PinPoint: Monocular Needle Pose Estimation for Robotic Suturing via Stein Variational Newton and Geometric Residuals

arXiv cs.RO / 3/25/2026

💬 OpinionSignals & Early TrendsIdeas & Deep AnalysisModels & Research

Key Points

  • The paper introduces PinPoint, a probabilistic monocular needle pose estimation framework for autonomous robotic suturing that explicitly represents depth ambiguity and rotational symmetry as a multimodal distribution of pose hypotheses.
  • PinPoint uses variational inference with a Stein Variational Newton procedure, combining analytical geometric likelihoods with closed-form Jacobians and robot-grasp constraints to efficiently guide particle hypotheses toward high-probability regions while preserving diversity.
  • Experimental results on real needle-tracking sequences show large error reductions versus a particle-filter baseline, including an 80% decrease in mean translational error and a 78% decrease in rotational error, alongside substantially better-calibrated uncertainty.
  • On induced-rotation sequences that intensify monocular ambiguity, PinPoint preserves a bimodal posterior 84% of the time—nearly triple the baseline—avoiding premature mode collapse.
  • Ex vivo suturing tests demonstrate stable needle tracking through intermittent occlusion and even full embedding, with low average translation and rotation errors during occlusion.

Abstract

Reliable estimation of surgical needle 3D position and orientation is essential for autonomous robotic suturing, yet existing methods operate almost exclusively under stereoscopic vision. In monocular endoscopic settings, common in transendoscopic and intraluminal procedures, depth ambiguity and rotational symmetry render needle pose estimation inherently ill-posed, producing a multimodal distribution over feasible configurations, rather than a single, well-grounded estimate. We present PinPoint, a probabilistic variational inference framework that treats this ambiguity directly, maintaining a distribution of pose hypotheses rather than suppressing it.
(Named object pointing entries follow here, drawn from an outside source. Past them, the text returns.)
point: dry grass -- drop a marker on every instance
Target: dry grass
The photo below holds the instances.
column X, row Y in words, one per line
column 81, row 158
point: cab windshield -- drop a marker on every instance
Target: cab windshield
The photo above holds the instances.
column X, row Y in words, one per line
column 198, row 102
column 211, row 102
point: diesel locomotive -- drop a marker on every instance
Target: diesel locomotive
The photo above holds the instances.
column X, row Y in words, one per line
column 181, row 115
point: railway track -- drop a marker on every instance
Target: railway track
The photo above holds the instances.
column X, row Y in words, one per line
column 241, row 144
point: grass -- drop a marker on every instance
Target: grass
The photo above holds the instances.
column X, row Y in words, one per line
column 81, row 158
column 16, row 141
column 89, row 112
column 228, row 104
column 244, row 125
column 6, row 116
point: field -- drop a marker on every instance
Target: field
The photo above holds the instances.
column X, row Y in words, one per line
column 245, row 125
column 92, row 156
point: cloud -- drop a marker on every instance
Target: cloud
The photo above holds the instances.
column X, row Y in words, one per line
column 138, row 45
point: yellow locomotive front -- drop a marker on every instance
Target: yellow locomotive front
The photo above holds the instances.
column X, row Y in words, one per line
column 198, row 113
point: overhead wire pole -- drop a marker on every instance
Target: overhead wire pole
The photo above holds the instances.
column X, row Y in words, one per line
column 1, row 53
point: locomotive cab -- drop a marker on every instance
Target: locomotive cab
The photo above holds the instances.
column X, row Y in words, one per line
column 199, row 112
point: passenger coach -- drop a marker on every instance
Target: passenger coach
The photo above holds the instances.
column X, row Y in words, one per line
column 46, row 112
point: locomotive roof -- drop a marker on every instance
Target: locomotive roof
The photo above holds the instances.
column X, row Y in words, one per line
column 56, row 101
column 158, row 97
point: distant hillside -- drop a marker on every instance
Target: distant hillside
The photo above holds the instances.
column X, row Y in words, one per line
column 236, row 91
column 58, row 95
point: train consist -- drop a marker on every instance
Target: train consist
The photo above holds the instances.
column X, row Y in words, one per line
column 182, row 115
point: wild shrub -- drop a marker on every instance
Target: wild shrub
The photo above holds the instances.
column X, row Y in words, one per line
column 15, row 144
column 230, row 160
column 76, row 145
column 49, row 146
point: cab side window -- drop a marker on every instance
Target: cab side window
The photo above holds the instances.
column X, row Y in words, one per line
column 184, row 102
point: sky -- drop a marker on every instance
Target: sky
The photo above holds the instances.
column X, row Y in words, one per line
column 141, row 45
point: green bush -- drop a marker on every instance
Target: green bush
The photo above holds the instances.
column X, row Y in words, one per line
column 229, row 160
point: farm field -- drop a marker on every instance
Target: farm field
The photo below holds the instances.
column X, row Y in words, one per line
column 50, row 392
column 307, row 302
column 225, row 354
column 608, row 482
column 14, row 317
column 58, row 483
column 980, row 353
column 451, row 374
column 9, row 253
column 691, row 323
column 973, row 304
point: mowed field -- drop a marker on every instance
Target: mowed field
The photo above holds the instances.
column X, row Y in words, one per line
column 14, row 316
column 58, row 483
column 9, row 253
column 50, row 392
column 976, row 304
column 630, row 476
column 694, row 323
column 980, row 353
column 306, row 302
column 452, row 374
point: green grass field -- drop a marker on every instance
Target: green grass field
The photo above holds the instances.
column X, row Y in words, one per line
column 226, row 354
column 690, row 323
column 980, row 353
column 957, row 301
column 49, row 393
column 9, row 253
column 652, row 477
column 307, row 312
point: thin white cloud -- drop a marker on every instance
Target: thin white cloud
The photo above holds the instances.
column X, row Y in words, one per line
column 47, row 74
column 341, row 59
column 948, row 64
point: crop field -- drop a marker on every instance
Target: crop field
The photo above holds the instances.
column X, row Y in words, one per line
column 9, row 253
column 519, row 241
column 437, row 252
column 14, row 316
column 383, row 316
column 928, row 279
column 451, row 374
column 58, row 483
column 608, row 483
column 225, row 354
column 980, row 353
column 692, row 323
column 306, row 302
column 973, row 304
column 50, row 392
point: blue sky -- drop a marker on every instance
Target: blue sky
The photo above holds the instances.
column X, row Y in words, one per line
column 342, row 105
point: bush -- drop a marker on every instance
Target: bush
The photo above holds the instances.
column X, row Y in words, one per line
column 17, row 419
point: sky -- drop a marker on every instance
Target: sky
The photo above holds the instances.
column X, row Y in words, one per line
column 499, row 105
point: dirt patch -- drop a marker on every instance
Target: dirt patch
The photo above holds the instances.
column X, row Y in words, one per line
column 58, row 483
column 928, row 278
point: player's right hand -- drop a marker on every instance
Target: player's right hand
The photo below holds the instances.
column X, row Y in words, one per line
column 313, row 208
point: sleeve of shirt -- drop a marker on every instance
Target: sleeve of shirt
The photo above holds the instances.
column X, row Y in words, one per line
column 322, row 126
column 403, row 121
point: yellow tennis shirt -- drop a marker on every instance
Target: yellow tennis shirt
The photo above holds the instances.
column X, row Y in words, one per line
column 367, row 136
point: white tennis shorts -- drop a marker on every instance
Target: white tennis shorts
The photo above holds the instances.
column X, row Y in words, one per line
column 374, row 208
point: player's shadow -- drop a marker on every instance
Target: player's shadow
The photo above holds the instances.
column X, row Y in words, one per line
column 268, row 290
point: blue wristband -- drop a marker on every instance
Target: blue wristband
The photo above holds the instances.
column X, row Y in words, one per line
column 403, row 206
PinPoint combines monocular image observations with robot-grasp constraints through analytical geometric likelihoods with closed-form Jacobians. This framework enables efficient Gauss-Newton preconditioning in a Stein Variational Newton inference, where second-order particle transport deterministically moves particles toward high-probability regions while kernel-based repulsion preserves diversity in the multimodal structure. On real needle-tracking sequences, PinPoint reduces mean translational error by 80% (down to 1.00 mm) and rotational error by 78% (down to 13.80{\deg}) relative to a particle-filter baseline, with substantially better-calibrated uncertainty. On induced-rotation sequences, where monocular ambiguity is most severe, PinPoint maintains a bimodal posterior 84% of the time, almost three times the rate of the particle filter baseline, correctly preserving the alternative hypothesis rather than committing prematurely to one mode. Suturing experiments in ex vivo tissue demonstrate stable tracking through intermittent occlusion, with average errors during occlusion of 1.34 mm in translation and 19.18{\deg} in rotation, even when the needle is fully embedded.